British oil giant Shell’s board of directors are being personally sued over an alleged failure to manage climate risks facing the company.

The civil action has been brought about by ClientEarth, a non-profit organisation that is also a shareholder in the company.

It is alleged the 11 directors are in breach of their legal duties under the Companies Act by failing to adopt and implement an energy transition strategy that aligns with the Paris Agreement.

Filed at the UK high court, this is the first case of its kind with ClientEarth taking aim at Shell’s “fundamentally flawed” climate transition strategy.

Using third party analysis which is at odds with Shell’s conclusions about its own path forward, ClientEarth argues the fossil fuel giant’s group net emissions will only fall by 5% before 2030.

This is significantly less than the 45% reduction ordered  by a Dutch court in May 2021 – a judgement Shell has appealed.

Shell recently announced a record £40bn in profit which ClientEarth argues is at odds of continued underinvestment in energy transition.

“Shell may be making record profits now due to the turmoil of the global energy market, but the writing is on the wall for fossil fuels long term,” said Paul Benson, senior lawyer at ClientEarth.

“Long term, it is in the best interests of the company, its employees and its shareholders – as well as the planet – for Shell to reduce its emissions harder and faster than the Board is currently planning.”

A spokesperson for Shell has stressed the company does “not accept ClientEarth’s allegations”.

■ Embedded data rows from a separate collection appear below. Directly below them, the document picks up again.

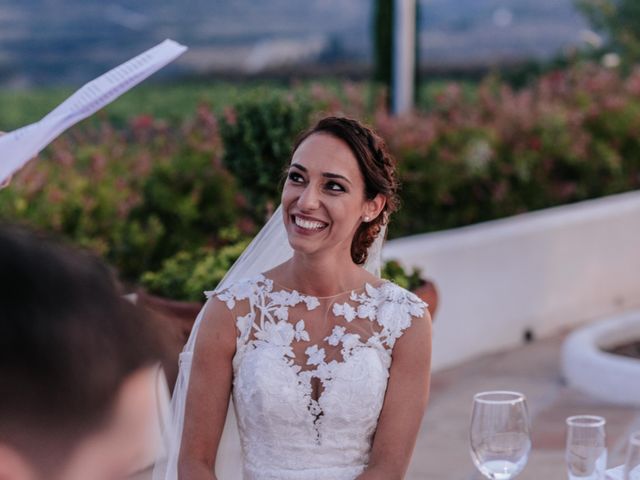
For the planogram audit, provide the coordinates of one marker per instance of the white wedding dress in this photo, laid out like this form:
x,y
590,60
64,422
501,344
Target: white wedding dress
x,y
310,375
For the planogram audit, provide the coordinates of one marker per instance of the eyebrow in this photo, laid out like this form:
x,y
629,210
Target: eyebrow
x,y
324,174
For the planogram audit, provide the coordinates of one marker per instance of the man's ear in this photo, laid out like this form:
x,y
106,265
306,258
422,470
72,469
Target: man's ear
x,y
13,465
374,206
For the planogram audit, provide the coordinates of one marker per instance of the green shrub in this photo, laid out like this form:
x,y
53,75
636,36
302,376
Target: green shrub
x,y
186,275
258,134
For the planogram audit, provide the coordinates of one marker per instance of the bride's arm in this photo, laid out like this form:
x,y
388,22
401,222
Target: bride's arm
x,y
404,404
208,394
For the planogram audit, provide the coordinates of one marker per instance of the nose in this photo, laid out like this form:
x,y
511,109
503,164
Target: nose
x,y
308,199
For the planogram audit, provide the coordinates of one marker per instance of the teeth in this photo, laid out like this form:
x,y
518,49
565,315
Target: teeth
x,y
308,225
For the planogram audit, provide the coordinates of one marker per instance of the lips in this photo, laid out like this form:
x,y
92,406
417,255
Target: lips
x,y
309,224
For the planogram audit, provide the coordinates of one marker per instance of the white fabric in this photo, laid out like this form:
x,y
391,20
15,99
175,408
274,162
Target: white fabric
x,y
310,375
269,249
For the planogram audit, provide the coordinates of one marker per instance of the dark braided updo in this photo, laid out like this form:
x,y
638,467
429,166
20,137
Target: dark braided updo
x,y
378,168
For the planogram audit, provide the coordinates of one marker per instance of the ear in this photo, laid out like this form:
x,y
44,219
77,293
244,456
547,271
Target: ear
x,y
374,206
13,466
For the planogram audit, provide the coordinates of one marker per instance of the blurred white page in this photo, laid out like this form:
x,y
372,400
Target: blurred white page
x,y
17,147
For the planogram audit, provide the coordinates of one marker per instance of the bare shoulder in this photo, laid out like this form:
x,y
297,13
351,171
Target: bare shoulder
x,y
217,328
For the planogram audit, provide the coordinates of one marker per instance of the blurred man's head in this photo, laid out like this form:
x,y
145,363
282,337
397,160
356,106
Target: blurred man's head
x,y
78,366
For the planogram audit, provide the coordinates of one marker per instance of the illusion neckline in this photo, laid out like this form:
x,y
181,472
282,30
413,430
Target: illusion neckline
x,y
383,282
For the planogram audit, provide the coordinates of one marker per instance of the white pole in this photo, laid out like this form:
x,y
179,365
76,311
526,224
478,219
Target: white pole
x,y
403,61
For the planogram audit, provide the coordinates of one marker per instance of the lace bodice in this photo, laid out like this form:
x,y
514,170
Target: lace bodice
x,y
310,375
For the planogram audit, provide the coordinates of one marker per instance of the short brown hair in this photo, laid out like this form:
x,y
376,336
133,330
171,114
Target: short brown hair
x,y
378,168
68,342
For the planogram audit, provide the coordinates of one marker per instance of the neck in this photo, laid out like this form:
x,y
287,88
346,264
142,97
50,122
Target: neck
x,y
324,275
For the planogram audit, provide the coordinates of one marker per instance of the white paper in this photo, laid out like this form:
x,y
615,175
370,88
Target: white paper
x,y
615,473
19,146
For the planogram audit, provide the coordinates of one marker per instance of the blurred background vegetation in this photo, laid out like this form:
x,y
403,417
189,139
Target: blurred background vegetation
x,y
170,182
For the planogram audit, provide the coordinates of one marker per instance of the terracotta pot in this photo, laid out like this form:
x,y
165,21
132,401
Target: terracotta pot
x,y
175,319
428,292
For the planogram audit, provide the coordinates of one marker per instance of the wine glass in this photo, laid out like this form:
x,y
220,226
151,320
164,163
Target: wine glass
x,y
500,434
586,452
632,463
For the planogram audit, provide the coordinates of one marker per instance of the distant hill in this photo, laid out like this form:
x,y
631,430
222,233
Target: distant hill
x,y
52,42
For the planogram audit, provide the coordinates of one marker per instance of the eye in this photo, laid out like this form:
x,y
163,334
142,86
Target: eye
x,y
335,187
295,177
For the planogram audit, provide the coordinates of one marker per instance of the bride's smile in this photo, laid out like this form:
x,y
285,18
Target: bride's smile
x,y
324,196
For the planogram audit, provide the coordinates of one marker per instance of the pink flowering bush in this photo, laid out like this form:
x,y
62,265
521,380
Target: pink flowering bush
x,y
150,193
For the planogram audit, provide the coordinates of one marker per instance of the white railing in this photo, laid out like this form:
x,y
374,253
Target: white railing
x,y
544,271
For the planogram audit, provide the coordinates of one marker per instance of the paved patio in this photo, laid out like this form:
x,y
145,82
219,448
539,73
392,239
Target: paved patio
x,y
442,449
534,369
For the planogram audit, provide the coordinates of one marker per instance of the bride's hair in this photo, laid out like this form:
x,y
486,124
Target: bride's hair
x,y
378,168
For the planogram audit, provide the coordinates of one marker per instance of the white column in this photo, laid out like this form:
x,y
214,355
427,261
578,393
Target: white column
x,y
403,51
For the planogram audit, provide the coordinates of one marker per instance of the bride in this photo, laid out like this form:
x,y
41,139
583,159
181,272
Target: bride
x,y
327,364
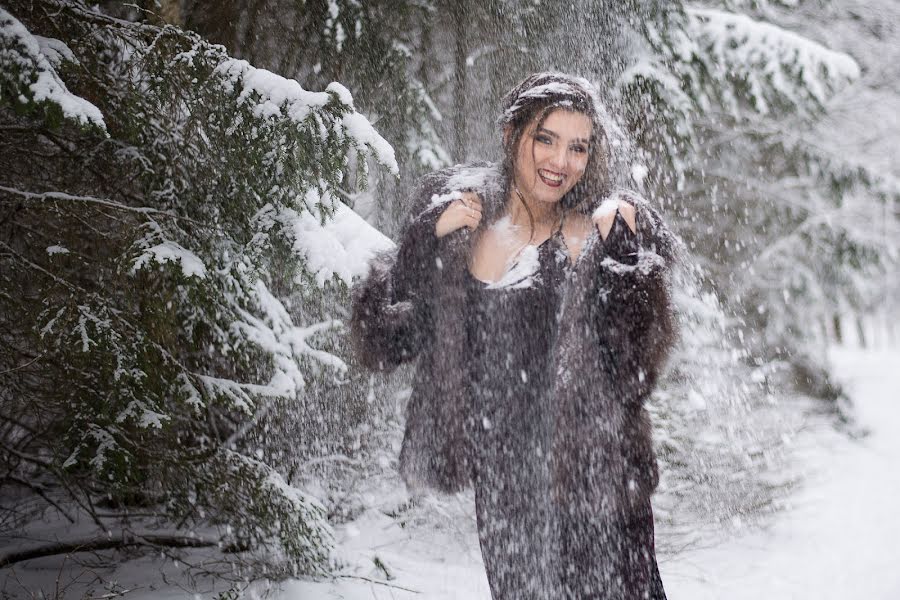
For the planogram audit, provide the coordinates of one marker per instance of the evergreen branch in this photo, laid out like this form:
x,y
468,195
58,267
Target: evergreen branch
x,y
40,491
56,196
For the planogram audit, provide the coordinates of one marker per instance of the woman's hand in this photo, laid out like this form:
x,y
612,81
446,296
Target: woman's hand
x,y
465,212
605,216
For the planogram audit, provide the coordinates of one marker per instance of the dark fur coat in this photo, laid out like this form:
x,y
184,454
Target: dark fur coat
x,y
615,329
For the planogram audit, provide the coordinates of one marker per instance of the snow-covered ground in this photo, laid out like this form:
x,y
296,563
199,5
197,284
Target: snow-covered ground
x,y
838,539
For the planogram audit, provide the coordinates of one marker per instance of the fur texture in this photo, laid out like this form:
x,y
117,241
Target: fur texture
x,y
615,330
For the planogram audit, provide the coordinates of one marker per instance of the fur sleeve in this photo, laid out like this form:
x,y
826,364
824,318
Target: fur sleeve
x,y
633,316
391,319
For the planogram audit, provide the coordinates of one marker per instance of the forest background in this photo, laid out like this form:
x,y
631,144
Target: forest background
x,y
181,219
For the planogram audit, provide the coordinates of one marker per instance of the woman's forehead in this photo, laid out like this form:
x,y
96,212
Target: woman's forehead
x,y
566,123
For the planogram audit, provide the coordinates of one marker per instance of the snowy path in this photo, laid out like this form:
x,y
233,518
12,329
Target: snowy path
x,y
840,539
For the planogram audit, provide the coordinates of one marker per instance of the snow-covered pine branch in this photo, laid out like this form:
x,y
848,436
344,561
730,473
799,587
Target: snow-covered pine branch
x,y
28,75
703,60
182,274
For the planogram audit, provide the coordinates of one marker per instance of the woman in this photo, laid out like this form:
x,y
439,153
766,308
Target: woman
x,y
535,299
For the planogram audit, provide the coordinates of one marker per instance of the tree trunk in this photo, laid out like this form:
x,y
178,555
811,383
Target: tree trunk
x,y
461,92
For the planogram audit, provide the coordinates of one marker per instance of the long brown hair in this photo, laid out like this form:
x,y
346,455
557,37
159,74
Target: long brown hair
x,y
532,100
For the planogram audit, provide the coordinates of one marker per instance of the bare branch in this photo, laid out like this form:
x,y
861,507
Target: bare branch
x,y
123,540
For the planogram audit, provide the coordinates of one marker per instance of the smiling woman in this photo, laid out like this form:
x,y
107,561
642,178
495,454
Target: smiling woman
x,y
538,339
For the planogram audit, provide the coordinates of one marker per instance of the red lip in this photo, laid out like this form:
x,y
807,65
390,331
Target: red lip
x,y
550,182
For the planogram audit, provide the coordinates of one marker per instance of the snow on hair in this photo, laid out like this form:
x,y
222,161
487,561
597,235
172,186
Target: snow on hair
x,y
537,95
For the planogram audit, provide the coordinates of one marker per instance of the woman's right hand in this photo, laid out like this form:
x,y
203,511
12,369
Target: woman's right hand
x,y
464,212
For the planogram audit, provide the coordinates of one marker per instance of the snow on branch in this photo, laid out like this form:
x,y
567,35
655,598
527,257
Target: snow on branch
x,y
27,73
771,61
342,246
273,96
170,251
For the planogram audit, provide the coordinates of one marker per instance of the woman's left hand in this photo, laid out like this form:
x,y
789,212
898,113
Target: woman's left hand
x,y
605,216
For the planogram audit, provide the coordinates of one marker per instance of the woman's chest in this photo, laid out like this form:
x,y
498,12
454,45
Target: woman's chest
x,y
500,248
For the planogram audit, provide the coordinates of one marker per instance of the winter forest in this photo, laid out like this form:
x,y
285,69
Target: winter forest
x,y
189,190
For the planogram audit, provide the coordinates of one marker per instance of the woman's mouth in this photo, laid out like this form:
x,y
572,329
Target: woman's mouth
x,y
551,178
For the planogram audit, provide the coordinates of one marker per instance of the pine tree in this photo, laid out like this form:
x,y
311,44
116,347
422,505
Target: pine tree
x,y
169,251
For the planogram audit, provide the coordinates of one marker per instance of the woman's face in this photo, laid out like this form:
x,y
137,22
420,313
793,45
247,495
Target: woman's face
x,y
551,158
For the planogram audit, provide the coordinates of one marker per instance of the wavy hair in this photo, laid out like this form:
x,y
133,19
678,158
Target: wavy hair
x,y
532,100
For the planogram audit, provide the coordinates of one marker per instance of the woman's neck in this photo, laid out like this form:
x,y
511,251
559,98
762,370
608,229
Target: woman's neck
x,y
546,215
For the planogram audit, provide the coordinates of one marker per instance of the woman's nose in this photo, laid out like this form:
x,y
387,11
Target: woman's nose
x,y
558,158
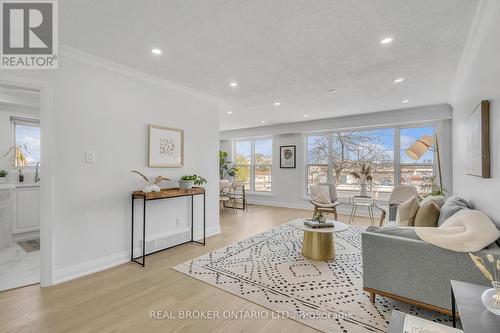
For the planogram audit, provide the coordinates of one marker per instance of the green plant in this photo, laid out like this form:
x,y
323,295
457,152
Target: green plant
x,y
18,156
197,180
224,166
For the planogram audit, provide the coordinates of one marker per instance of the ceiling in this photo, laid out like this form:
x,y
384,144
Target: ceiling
x,y
283,50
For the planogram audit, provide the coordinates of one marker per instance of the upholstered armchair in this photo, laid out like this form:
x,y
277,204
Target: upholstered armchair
x,y
324,198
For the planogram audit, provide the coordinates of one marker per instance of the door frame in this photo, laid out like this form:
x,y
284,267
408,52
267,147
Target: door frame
x,y
47,141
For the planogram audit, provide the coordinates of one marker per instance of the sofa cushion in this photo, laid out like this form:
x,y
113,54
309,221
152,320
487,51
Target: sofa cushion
x,y
452,205
439,200
427,215
407,211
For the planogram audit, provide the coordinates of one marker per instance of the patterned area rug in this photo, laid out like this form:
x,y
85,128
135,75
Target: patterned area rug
x,y
268,269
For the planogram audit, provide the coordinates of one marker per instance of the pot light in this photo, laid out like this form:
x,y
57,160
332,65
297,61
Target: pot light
x,y
156,51
387,40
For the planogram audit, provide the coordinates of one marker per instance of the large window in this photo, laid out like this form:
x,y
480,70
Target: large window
x,y
417,173
339,155
26,135
254,162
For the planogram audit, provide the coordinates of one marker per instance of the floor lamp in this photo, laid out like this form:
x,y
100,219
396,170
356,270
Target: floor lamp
x,y
424,144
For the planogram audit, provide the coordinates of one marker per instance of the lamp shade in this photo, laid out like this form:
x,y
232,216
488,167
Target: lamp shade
x,y
420,147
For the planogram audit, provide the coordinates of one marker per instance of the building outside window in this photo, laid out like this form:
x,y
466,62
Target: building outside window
x,y
334,156
254,162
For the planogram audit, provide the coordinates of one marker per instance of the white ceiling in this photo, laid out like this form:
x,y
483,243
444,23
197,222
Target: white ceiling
x,y
283,50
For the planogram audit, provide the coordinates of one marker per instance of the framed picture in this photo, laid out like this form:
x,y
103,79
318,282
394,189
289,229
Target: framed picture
x,y
478,141
166,147
288,157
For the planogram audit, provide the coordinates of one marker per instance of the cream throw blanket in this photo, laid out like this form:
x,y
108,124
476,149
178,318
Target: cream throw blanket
x,y
465,231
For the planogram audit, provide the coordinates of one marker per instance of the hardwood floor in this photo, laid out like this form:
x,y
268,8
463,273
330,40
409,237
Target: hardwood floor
x,y
121,298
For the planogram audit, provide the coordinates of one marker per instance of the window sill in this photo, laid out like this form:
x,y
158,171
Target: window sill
x,y
259,194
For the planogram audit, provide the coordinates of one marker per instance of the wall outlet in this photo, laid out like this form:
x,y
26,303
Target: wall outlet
x,y
90,156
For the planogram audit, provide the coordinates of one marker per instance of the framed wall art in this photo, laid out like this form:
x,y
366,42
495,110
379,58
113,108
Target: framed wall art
x,y
166,147
288,157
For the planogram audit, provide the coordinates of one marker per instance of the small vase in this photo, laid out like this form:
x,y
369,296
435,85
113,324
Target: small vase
x,y
363,192
491,298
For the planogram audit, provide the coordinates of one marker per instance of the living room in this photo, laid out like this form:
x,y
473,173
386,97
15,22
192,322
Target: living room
x,y
259,166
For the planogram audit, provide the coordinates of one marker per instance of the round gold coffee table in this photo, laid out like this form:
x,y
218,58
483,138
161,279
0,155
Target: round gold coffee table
x,y
319,242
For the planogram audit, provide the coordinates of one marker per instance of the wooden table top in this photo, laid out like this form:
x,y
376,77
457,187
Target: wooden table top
x,y
168,193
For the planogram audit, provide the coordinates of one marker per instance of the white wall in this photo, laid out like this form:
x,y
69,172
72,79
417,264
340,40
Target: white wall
x,y
479,79
108,111
288,185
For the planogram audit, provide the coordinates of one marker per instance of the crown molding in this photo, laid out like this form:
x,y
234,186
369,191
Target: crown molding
x,y
482,20
90,59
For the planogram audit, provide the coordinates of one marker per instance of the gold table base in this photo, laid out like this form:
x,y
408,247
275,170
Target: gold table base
x,y
318,246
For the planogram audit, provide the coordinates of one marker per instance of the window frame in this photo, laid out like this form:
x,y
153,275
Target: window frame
x,y
253,165
15,121
397,149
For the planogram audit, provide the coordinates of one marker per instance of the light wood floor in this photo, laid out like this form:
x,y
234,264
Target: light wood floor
x,y
120,299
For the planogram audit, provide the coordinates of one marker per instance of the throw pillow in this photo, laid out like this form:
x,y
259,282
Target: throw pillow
x,y
407,211
320,194
437,199
427,215
452,205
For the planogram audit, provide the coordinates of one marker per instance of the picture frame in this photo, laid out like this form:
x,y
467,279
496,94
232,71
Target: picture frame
x,y
288,157
478,141
166,147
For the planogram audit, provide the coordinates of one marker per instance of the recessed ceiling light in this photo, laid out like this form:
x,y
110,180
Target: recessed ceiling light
x,y
156,51
387,40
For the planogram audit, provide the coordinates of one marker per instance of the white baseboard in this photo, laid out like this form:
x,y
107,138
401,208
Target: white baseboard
x,y
96,265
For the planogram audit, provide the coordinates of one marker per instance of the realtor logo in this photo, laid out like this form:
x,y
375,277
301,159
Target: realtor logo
x,y
29,34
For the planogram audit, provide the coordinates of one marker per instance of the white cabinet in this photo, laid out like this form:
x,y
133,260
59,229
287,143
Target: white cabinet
x,y
27,209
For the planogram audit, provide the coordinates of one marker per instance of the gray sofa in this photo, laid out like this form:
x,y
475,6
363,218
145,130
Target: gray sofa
x,y
401,266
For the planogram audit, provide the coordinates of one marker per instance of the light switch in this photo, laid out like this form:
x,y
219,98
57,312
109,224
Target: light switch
x,y
90,157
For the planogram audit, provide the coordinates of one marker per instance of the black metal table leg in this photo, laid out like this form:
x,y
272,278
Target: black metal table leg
x,y
453,309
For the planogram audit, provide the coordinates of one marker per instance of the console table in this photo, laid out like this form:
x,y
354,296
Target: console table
x,y
473,315
162,195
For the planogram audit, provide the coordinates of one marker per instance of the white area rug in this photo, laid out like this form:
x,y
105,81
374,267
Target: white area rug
x,y
268,269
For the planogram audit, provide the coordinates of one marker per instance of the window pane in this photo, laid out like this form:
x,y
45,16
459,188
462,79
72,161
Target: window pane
x,y
374,148
29,137
243,174
263,178
263,152
408,137
317,149
418,175
243,150
316,174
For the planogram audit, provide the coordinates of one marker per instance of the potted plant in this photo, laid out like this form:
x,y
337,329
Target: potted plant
x,y
18,157
3,175
187,182
225,168
363,175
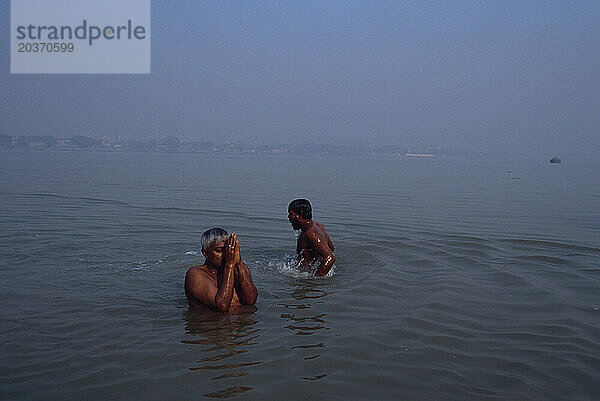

In a statement, the energy giant said: “Our directors have complied with their legal duties and have, at all times, acted in the best interests of the company.”

“ClientEarth’s attempt, by means of a derivative claim, to overturn the board’s policy as approved by our shareholders has no merit. We will oppose their application to obtain the court’s permission to pursue this claim.”

Supporting the action are several institutional shareholders, with a combined £450bn in AUM, that hold over 12 million shares in the company between them.    

These include UK pension funds Nest and London CIV, Swedish national pension fund AP3, and pension funds Danica Pension and AP Pension in Denmark.

Nest CIO Mark Fawcett commented: “We hope the whole energy industry sits up and take notice.

“2023 is a crucial year if we are to keep net-zero by 2050 on track and this case can be a springboard for Shell introducing key changes. Robust short- to medium-term strategies are needed to meet the goal of the Paris Agreement, whereas the company’s new oil and gas projects in development pose risks to investors in terms of carbon lock-in and stranded assets.”